Restaurer la confiance : voilà l’enjeu. Et pour cela, il ne suffit pas d’opérations de communications bien menées, il faut un vrai changement de paradigme. Pour les consommateurs, l’entreprise doit être au service de la société et non l’inverse : 67% des consommateurs estiment que l’entreprise a un rôle à jouer pour régler les problèmes de la société. Si les entreprises ne prennent pas à bras le coeur ce rôle, si elles ne se dotent pas d’une mission vertueuse, la confiance ne reviendra pas.

Mettre en avant sa mission, montrer les résultats de son action, être transparent : voilà des mesures efficaces pour (re)gagner ces parts de marchés qui sont en train de se perdre.

5 – Pour être en avance sur les évolutions réglementaires

Enfin, s’il y a une raison de se pencher sur cette question de la mission d’entreprise, c’est aussi pour être en avance sur les évolutions réglementaires. Depuis près de 30 ans en Europe, la règlementation converge doucement vers l’idée que la « responsabilité limitée » de l’entreprise est un concept dépassé.
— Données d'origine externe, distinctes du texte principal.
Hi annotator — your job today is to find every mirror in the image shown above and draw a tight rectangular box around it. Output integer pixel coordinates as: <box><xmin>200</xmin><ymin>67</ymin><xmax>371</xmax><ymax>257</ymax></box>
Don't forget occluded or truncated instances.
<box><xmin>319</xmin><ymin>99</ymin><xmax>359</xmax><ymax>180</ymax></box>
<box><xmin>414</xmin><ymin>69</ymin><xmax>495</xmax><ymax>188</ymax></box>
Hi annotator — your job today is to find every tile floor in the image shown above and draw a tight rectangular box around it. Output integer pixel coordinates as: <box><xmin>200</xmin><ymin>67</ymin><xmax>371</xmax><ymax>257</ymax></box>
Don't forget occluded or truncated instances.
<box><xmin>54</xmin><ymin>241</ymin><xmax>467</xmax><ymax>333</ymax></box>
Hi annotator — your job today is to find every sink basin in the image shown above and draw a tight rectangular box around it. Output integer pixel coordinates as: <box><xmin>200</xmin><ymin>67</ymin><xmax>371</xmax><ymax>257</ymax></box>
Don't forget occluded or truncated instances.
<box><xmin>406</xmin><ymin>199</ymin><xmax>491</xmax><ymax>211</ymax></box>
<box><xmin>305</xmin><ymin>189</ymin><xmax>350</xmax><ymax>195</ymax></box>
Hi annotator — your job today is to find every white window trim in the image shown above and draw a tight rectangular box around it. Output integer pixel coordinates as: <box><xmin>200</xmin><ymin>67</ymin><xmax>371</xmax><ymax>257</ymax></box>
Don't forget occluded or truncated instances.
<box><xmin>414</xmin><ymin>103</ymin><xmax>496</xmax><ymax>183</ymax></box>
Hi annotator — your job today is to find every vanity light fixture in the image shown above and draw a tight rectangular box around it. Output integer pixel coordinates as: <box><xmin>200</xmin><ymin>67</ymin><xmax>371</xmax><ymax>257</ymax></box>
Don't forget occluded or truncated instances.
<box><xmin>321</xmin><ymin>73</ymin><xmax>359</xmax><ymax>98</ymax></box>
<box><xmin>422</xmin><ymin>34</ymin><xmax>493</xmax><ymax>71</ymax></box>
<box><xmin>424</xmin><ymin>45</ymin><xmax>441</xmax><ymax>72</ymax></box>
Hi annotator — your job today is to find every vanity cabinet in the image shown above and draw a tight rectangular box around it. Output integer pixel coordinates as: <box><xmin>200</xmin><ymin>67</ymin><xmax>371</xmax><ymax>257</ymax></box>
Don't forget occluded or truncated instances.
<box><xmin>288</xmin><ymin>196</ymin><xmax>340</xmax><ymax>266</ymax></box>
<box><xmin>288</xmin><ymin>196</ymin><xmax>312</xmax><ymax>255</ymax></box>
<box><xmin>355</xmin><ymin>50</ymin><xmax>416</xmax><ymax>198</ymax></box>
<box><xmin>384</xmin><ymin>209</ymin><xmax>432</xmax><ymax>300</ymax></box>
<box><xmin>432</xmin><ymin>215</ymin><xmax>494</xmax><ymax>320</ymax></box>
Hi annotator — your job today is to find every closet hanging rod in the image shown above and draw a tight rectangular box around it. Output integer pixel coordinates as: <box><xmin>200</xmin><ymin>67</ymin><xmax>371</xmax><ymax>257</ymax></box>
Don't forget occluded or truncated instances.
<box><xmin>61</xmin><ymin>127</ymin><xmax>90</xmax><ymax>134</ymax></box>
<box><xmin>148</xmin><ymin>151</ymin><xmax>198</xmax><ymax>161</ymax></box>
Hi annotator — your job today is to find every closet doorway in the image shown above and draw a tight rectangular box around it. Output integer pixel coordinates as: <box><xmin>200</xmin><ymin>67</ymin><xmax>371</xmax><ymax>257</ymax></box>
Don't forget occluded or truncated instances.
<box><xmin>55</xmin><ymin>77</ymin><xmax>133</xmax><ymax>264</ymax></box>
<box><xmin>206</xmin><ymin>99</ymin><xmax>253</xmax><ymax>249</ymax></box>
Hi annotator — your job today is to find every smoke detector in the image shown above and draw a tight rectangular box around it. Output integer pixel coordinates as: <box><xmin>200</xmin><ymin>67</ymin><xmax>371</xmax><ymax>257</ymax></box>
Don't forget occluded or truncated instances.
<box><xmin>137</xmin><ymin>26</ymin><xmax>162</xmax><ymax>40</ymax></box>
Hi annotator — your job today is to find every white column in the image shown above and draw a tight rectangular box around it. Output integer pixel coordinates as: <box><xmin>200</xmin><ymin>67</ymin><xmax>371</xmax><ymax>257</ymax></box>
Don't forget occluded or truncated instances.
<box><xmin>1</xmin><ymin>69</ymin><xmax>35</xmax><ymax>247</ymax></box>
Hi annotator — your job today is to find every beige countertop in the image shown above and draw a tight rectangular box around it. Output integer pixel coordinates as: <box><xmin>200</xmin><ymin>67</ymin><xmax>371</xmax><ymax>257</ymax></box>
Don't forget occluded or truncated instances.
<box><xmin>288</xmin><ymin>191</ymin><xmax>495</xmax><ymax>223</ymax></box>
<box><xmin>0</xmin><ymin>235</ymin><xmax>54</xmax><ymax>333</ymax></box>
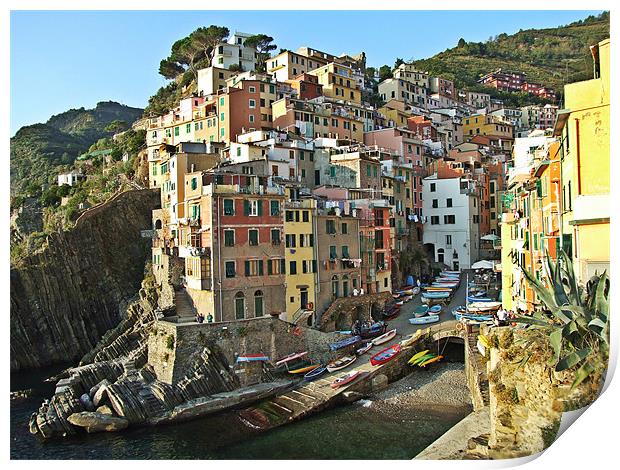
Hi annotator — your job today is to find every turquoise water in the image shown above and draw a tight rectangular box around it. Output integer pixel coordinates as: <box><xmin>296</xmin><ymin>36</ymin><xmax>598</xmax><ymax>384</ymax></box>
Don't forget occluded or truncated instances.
<box><xmin>11</xmin><ymin>371</ymin><xmax>469</xmax><ymax>459</ymax></box>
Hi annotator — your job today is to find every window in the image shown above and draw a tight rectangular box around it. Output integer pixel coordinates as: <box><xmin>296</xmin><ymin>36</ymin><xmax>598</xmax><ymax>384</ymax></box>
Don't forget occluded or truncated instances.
<box><xmin>235</xmin><ymin>292</ymin><xmax>245</xmax><ymax>320</ymax></box>
<box><xmin>224</xmin><ymin>230</ymin><xmax>235</xmax><ymax>246</ymax></box>
<box><xmin>248</xmin><ymin>228</ymin><xmax>258</xmax><ymax>246</ymax></box>
<box><xmin>224</xmin><ymin>199</ymin><xmax>235</xmax><ymax>215</ymax></box>
<box><xmin>224</xmin><ymin>261</ymin><xmax>235</xmax><ymax>279</ymax></box>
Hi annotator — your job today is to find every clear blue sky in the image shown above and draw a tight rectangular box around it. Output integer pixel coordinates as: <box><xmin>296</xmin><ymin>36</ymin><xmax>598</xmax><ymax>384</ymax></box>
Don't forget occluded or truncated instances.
<box><xmin>11</xmin><ymin>11</ymin><xmax>600</xmax><ymax>135</ymax></box>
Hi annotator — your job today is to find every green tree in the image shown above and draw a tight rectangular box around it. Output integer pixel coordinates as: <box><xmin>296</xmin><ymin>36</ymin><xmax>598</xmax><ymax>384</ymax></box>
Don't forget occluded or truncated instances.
<box><xmin>244</xmin><ymin>34</ymin><xmax>278</xmax><ymax>72</ymax></box>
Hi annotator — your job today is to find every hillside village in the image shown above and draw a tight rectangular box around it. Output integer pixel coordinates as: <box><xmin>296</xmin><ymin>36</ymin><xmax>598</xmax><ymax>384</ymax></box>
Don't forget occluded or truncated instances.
<box><xmin>93</xmin><ymin>28</ymin><xmax>609</xmax><ymax>326</ymax></box>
Des lois NRE en France aux règlements européens sur la RSE ou le RGPD en passant par les lois Grenelle et le Rapport Notat-Sénard : de plus en plus les pouvoirs publics essayent de faire comprendre aux acteurs économiques que leur seule responsabilité n’est pas de faire de l’argent, mais de participer aux objectifs communs de la société en termes de sécurité, de bien-être, d’environnement…
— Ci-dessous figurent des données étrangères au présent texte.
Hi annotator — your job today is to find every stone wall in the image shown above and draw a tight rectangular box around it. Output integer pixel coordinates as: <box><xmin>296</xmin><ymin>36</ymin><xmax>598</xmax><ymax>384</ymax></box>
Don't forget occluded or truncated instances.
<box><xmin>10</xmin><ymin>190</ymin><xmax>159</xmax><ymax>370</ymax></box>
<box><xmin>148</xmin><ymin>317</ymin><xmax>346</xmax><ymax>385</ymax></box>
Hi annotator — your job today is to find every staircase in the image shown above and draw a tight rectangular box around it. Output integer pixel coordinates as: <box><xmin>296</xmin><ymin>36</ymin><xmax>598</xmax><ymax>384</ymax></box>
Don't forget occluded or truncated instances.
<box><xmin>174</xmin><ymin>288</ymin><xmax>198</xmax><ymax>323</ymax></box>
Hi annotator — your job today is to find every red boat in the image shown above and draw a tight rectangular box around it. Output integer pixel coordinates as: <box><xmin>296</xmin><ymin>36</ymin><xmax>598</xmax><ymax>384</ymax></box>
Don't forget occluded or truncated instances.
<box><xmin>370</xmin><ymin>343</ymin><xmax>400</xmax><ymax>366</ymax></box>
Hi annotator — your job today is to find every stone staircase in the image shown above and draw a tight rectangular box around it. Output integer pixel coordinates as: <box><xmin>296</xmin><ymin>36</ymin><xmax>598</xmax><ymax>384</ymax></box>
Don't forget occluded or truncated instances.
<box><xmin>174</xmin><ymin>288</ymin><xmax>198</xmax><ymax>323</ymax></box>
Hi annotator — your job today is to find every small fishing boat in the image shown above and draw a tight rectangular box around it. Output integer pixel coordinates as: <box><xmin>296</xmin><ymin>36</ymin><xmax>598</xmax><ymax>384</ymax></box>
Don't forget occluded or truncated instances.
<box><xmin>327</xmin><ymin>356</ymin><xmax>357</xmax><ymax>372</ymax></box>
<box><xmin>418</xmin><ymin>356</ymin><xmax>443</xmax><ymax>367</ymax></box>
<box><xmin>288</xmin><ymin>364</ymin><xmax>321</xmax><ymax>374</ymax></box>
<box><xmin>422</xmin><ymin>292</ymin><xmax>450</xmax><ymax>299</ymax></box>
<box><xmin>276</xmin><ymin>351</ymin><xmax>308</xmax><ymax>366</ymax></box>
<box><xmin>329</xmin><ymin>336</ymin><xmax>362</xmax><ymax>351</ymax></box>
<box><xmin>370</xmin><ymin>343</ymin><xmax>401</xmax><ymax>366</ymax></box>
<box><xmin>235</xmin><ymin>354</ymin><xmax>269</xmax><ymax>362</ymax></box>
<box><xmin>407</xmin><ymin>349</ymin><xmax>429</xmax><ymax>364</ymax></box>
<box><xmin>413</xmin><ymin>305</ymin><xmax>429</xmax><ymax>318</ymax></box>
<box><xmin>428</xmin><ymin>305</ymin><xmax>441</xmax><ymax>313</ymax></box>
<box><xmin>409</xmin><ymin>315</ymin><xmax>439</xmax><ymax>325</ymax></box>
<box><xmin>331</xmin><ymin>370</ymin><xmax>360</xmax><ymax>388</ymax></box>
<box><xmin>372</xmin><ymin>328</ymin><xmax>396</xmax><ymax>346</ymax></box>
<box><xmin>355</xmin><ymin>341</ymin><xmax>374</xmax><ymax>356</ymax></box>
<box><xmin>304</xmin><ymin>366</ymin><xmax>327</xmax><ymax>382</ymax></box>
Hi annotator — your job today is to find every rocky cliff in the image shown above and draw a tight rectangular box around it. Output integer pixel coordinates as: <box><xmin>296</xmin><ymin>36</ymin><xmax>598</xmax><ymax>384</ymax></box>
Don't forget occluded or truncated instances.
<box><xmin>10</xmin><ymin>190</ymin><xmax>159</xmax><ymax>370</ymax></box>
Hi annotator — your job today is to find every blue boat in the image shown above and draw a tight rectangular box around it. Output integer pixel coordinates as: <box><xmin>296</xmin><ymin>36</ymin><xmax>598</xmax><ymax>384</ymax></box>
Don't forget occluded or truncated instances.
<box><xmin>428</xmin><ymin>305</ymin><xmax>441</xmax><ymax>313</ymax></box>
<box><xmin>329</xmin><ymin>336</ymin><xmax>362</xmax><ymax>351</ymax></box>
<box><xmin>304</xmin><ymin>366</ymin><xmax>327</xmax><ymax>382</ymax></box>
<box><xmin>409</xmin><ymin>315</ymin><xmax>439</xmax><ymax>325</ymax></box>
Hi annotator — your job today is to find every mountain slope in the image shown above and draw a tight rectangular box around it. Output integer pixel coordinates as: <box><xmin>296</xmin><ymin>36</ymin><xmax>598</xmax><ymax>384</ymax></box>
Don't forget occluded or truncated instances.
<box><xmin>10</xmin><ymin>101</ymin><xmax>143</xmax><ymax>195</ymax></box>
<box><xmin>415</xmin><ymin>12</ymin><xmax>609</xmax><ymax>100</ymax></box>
D’une manière générale, on peut penser que ces règlementations ne vont pas s’arrêter en si bon chemin, surtout avec l’émergence d’une classe de citoyens de plus en plus animée par ces questions de la responsabilité de l’entreprise. Commencer à réfléchir à sa mission sociale, pourquoi pas la définir clairement dans sa politique RSE, voire dans ses statuts, c’est prendre une avance considérable sur ces évolutions et être un précurseur.